Medically reviewed by Kevin Berman, M.D., Ph.D.
Updated on January 2, 2024

  • Soap is a common irritant that triggers symptoms for people with eczema, including atopic dermatitis (the most common subtype).
  • When shopping for soaps that won’t irritate your eczema, look for products containing syndet or glycerin or those approved by the National Eczema Association (NEA).
  • Avoid soap ingredients such as sodium lauryl sulfate and fragrances.

Your skin care routine may play a bigger role in triggering your eczema than you think. Some of the most common triggers of eczema are dry skin, stress, and irritants. Because soap is a common irritant, people with eczema often have to be careful when choosing how to wash their skin.

Whether it’s for your hands or your body, you’ll want to find a soap that gets you clean without aggravating your eczema symptoms, such as itchiness, dryness, and inflammation.

But what exactly should you look for? Is there anything you should avoid? Let’s take a look at the ingredients you should pay attention to when purchasing soap, as well as some MyEczemaTeam members’ experiences and recommendations.

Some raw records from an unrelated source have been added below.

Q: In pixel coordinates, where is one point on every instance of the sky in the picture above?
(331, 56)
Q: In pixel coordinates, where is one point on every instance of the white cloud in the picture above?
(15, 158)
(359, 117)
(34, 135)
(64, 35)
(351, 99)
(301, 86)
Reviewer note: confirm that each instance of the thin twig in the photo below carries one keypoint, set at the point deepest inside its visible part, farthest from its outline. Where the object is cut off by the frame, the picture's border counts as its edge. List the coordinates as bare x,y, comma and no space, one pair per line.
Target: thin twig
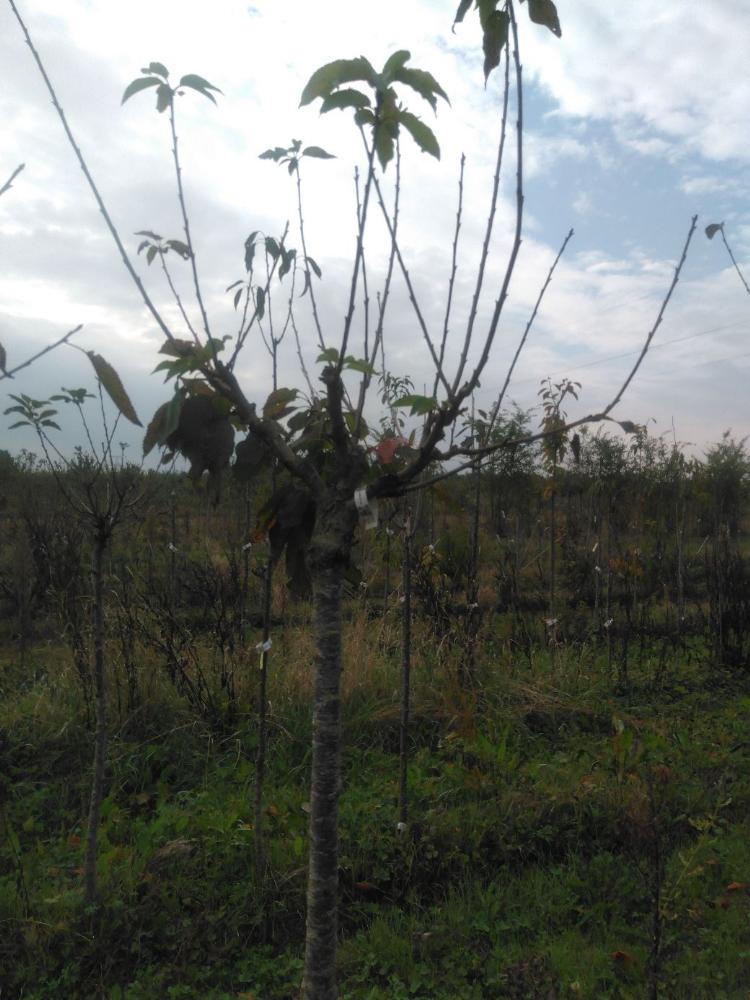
382,301
407,280
313,302
490,222
186,226
731,255
95,191
9,183
398,484
454,269
39,354
522,342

What To Look For in Soap for Eczema

Standard soaps can be very drying. This is mostly because of the pH or harsh chemicals, such as sodium lauryl sulfate (SLS), that disrupt the skin barrier and deplete the skin’s moisture and natural oils. “Soaps dry me right up,” shared one MyEczemaTeam member.

As part of your eczema treatment plan to protect your skin from flare-ups, you’ll want to use a gentle cleanser that doesn’t dehydrate your skin. Here are a few things to look for when shopping for soap:

Syndet

The normal pH level of human skin is between 4 and 6, while the average pH of soap is 9 to 10. This difference means that traditional soap increases the skin’s pH to a level that may worsen eczema symptoms. Although human skin has a buffering system to keep pH levels from changing, this natural function has its limits. Using very acidic or alkaline soaps may overpower the buffering system and lead to dry and irritated skin.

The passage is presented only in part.